É um trabalho duro. No caso de uma biografia dessa, “de fôlego”, foi preciso vasculhar todas as fontes possíveis, arquivos públicos e privados, fontes orais, áudio, vídeo; enfim, é um trabalho de garimpagem. Mais do que uma pesquisa, chamo esse processo de investigação, pois é preciso, por exemplo, localizar personagem que já está fora do circuito musical, com mais de 70 anos de idade e de paradeiro desconhecido. É preciso ser detetive para achar esse personagem e convencê-lo a falar. Ao mesmo tempo, é necessário ler a bibliografia sobre o período de seu apogeu, para articular fatos da vida particular ao tempo histórico. É um trabalho difícil, que envolve investigação, dedicação à leitura e discernimento para extrair o que é relevante. Se publicarmos todas as informações que colhemos, teremos um catálogo telefônico. Isso não é biografia, biografia é uma obra literária.

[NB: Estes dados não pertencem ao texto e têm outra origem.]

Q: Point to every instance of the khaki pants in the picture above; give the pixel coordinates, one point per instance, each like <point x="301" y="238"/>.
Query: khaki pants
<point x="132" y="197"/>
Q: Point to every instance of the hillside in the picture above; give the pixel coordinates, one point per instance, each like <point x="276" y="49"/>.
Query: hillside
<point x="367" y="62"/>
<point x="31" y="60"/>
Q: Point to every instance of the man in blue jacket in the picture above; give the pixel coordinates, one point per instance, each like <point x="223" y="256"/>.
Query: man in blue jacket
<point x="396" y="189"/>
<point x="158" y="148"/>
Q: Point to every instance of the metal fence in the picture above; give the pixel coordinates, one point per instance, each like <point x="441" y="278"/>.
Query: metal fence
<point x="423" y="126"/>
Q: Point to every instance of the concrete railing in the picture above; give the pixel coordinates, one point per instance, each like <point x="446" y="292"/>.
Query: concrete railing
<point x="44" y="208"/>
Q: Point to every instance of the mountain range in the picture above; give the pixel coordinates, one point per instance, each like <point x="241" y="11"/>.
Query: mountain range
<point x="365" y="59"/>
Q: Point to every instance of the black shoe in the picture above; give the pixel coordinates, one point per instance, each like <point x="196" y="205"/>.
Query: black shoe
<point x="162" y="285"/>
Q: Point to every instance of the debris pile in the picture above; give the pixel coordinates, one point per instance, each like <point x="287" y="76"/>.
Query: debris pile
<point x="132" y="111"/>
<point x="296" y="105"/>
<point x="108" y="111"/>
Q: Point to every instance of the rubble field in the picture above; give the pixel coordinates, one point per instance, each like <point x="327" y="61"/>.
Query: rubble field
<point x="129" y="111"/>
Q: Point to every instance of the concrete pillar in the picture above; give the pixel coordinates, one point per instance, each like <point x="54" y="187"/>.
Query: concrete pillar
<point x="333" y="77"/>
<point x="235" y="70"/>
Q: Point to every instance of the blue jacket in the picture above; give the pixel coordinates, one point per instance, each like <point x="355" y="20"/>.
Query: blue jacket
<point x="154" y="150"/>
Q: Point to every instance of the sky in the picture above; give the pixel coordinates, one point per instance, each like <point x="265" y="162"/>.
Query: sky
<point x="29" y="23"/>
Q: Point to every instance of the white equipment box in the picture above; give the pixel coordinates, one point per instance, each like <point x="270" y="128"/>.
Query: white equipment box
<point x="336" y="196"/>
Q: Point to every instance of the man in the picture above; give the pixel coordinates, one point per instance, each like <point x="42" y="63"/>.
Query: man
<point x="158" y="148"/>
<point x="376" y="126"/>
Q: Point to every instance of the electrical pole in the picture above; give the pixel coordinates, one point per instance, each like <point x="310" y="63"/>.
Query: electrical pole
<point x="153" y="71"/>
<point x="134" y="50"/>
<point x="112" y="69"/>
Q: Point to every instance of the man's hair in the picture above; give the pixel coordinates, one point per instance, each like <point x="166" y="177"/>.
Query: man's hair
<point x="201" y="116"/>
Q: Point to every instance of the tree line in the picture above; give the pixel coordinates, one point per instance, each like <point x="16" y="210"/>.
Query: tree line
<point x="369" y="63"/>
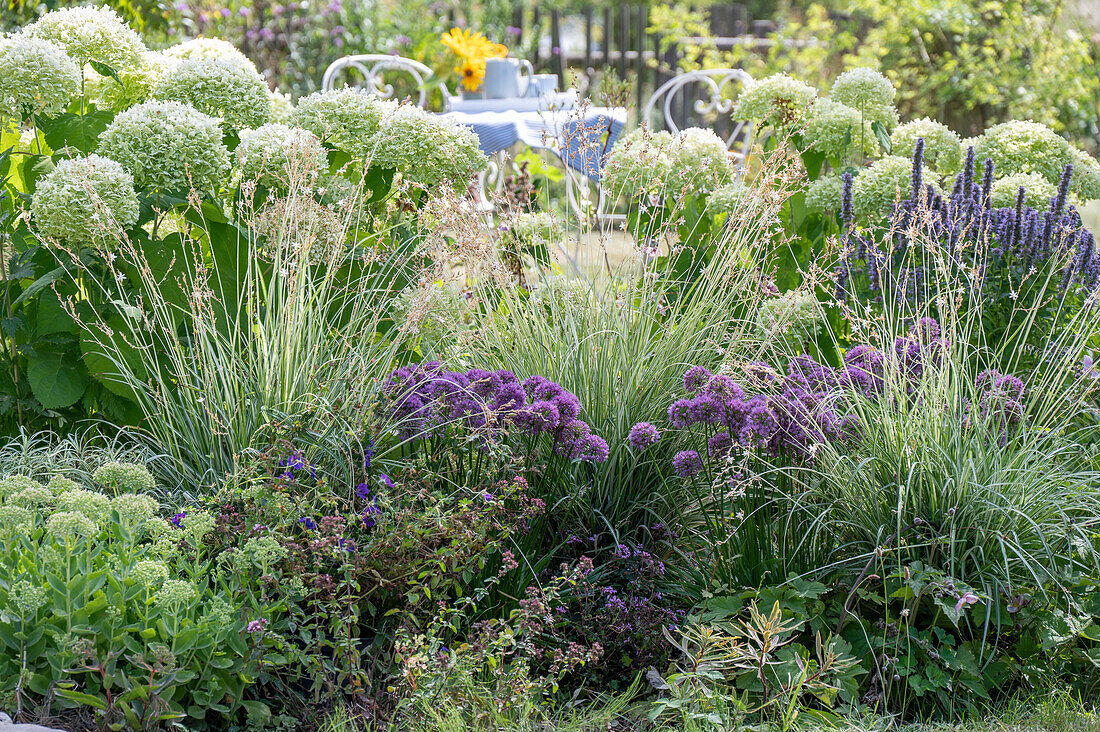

O historiador presta contas ao tribunal de apelação da História, então não há muito que inserir a ficção. Vivemos essa tensão da obediência ao fato. Temos de ser fiéis às fontes e às evidências. Claro que, às vezes, você quer falar de determinado fato e não possui dados exatos sobre ele, apenas indícios, sinais. Para o historiador há uma saída: dizer talvez, provavelmente. O historiador tem compromisso com a verdade, com as fontes e o que elas demonstram, suas evidências. Então, a margem para a ficção é muito restrita.
Pretendo, pois esse gênero é cada vez mais importante no Brasil. De maneira alguma a minha experiência me deixa deprimido ou temeroso. As trevas não podem prevalecer sobre a luz. Eu sou historiador, pesquisador, vou continuar sendo e espero que outros historiadores e pesquisadores também continuem escrevendo biografias. Temos que ir para frente, não para trás. Nesse sentido, pretendo escrever outros livros, inclusive sobre o Roberto Carlos, não tenho problema com isso.
.
Tem algum outro personagem em mente?
Sim, mas só posso falar quando estiver definido. Tenho vários personagens em mente. Pena que não vou ter tempo em vida para produzir todos esses livros.